Mar 18 2013, 14:49 by: Kevin Lester.
( includes: FXB, GBB Disclosure: I have no positions in any stocks mentioned, and no plans to initiate any positions within the next 72 hours. I wrote this article myself, and it expresses my own opinions. I am not receiving compensation for it. I have no business relationship with any company whose stock is mentioned in this article.)
The idea that the UK is facing the possibility of a full-blown currency crisis has gathered increasing momentum since the start of the year, as GBP has continued to battle with the JPY for the dubious distinction of being the world's worst performing major currency (for the record, the JPY has once again pulled ahead in this race to the bottom). Speaking in Amsterdam last week, the Dutch finance minister, and president of the Euro Group, Jeroen Dijsselbloem warned "England is vulnerable…a new sterling crisis could happen again."
Before we get into whether such speculation is justified, or merely hyperbolic European schadenfreude, it is useful to first define exactly what a currency crisis is. Traditionally, a currency crisis is associated with fixed exchange rate regimes (such as the last UK currency crisis in 1992, when GBP was a member of the ERM), and occurs when speculators determine that the peg is unsustainable (normally because it overvalues the currency).

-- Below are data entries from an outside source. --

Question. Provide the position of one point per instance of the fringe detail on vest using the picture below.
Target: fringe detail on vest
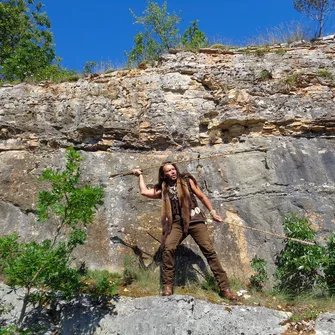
(184, 203)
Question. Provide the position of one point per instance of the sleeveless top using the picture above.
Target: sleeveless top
(196, 215)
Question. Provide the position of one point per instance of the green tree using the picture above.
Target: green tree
(160, 32)
(316, 10)
(45, 268)
(329, 264)
(194, 38)
(299, 264)
(26, 42)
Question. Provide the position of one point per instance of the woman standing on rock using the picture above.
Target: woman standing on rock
(182, 217)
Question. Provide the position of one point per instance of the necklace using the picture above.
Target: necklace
(173, 192)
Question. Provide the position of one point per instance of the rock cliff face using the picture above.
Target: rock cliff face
(272, 110)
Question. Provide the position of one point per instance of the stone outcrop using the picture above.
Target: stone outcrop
(271, 109)
(178, 314)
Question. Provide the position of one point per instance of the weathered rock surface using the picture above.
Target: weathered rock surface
(272, 110)
(178, 314)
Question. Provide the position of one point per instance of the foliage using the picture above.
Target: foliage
(329, 264)
(26, 42)
(160, 33)
(299, 264)
(193, 38)
(100, 284)
(46, 267)
(89, 67)
(219, 46)
(260, 277)
(316, 10)
(283, 33)
(209, 284)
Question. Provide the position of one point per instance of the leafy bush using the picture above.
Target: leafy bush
(46, 267)
(299, 264)
(260, 277)
(329, 264)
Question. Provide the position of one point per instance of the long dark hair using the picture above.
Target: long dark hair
(161, 176)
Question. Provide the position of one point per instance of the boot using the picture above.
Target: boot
(226, 293)
(167, 290)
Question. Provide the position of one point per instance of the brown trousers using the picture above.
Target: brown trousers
(200, 235)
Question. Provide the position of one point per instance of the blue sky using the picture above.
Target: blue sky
(102, 30)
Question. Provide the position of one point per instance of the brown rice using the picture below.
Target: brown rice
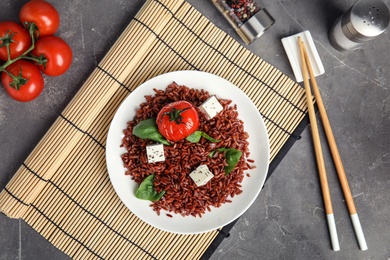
(182, 195)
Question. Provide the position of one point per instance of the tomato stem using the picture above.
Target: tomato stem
(32, 28)
(175, 115)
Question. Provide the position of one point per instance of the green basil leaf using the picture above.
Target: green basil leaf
(232, 157)
(147, 129)
(195, 137)
(146, 190)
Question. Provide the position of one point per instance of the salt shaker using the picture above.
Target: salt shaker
(364, 21)
(246, 17)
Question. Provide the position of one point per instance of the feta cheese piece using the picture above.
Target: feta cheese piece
(211, 107)
(201, 175)
(155, 153)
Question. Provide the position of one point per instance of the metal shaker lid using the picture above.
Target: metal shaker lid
(365, 20)
(255, 26)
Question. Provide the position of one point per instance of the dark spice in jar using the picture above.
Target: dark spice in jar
(243, 9)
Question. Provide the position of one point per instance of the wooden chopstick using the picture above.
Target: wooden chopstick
(318, 152)
(336, 157)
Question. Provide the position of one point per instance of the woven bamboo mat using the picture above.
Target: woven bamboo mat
(62, 189)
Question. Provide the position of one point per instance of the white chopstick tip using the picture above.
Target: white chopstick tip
(333, 232)
(291, 47)
(359, 232)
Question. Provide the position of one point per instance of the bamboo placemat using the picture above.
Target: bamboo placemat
(62, 189)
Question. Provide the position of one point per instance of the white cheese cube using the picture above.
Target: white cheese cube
(201, 175)
(155, 153)
(211, 107)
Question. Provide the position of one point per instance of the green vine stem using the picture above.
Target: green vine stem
(32, 28)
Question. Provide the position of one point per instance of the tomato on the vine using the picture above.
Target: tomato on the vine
(43, 14)
(57, 53)
(177, 120)
(28, 83)
(18, 39)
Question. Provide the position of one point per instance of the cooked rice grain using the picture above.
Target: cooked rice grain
(182, 195)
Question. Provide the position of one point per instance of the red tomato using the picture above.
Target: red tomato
(177, 120)
(28, 91)
(57, 52)
(43, 14)
(19, 40)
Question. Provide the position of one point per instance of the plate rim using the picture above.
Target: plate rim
(179, 74)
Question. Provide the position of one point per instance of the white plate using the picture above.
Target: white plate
(258, 147)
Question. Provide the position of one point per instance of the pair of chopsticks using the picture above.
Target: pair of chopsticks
(306, 66)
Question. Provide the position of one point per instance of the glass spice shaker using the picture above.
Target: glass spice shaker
(246, 17)
(364, 21)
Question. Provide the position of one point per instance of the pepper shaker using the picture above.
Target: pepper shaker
(364, 21)
(246, 17)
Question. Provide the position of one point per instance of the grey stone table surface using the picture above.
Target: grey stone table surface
(287, 220)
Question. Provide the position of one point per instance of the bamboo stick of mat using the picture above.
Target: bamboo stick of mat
(318, 151)
(337, 159)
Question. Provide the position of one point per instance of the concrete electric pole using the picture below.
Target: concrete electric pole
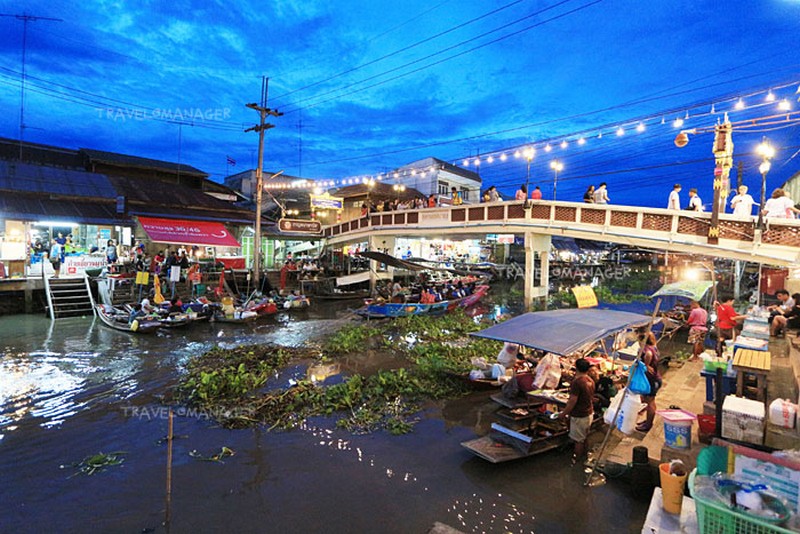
(261, 127)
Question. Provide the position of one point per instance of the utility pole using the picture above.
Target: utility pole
(261, 127)
(723, 155)
(25, 20)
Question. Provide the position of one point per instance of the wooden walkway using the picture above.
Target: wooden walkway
(682, 387)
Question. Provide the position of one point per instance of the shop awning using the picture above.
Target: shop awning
(180, 232)
(563, 331)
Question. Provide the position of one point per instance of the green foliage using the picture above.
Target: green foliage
(97, 462)
(351, 338)
(387, 400)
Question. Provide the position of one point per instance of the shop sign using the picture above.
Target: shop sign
(326, 202)
(585, 296)
(77, 265)
(435, 218)
(299, 226)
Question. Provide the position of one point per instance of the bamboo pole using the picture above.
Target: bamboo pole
(168, 508)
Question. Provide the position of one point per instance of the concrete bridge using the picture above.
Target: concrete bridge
(653, 228)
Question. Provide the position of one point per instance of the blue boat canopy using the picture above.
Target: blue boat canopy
(563, 331)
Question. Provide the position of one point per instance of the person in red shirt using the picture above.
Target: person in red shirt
(727, 320)
(580, 408)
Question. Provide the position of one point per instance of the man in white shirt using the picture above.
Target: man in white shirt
(780, 206)
(695, 204)
(742, 203)
(674, 202)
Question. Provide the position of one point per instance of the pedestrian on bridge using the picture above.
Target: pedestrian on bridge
(695, 203)
(674, 202)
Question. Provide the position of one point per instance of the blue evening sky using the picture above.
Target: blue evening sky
(369, 86)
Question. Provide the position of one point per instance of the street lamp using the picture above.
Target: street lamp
(370, 184)
(529, 152)
(767, 152)
(557, 167)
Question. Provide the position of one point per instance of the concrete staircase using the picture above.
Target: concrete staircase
(68, 297)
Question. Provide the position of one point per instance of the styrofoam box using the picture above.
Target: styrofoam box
(743, 419)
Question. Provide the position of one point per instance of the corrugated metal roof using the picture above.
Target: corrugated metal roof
(100, 156)
(33, 208)
(25, 177)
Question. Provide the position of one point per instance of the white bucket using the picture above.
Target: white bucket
(629, 413)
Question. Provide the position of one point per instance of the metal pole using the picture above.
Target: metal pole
(760, 225)
(259, 200)
(555, 184)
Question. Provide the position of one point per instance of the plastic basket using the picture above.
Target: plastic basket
(715, 518)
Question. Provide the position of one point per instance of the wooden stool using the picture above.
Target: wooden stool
(752, 362)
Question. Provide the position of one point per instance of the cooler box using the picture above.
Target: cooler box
(743, 420)
(782, 413)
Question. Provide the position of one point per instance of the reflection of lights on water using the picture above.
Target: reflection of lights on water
(475, 515)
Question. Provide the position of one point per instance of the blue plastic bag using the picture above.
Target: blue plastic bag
(639, 383)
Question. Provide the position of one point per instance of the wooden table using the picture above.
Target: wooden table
(752, 362)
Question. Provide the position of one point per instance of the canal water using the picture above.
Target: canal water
(75, 388)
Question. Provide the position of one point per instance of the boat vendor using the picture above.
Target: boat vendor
(580, 409)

However, a currency peg is not a prerequisite for a currency crisis, which may be defined as a "dramatic change in the country's nominal exchange rate" (Temin, 2013). As GBP (FXB) has no formal peg, a currency crisis could perhaps be linked instead to its 'fair value', as measured by purchasing power parity. Currently, using the OECD methodology for calculating purchasing power parity, GBP/USD (GBB) should currently be trading at about $1.47 on a 'fair value' basis (interestingly, despite the recent poor performance of GBP, it still trades at a premium to the USD; against the EUR it looks about 10% undervalued).
As such, if we use the USD as our benchmark, it would perhaps make sense to view any GBP depreciation of 25% or so below 'fair value' as a GBP 'crisis'; this would imply a GBPUSD spot rate of about $1.10. Such a level may seem implausible, but we have been there before, during the currency crisis of the mid '80s, GBP/USD hit a low of $1.03 (it had been trading as high as $2.40 less than 5 years previously).
So what could trigger a GBP crisis that could see such a significant currency devaluation? Traditionally, there are two (related) factors that can trigger a currency crisis: 1) an unstable external debt position; or 2) a declining level of national competitiveness (often resulting in a large and / or persistent current account deficit). I would also be inclined to add a third factor, in light of the current economic environment: the excessive use of unconventional monetary policy (i.e. quantitative easing) to stimulate the domestic economy. The bad news for the UK is that all three risk factors represent red flags for GBP.
(Only copied page 1 as keeps rejecting my registration to get page 2)
Buy some gold I guess for non currency traders as a hedge?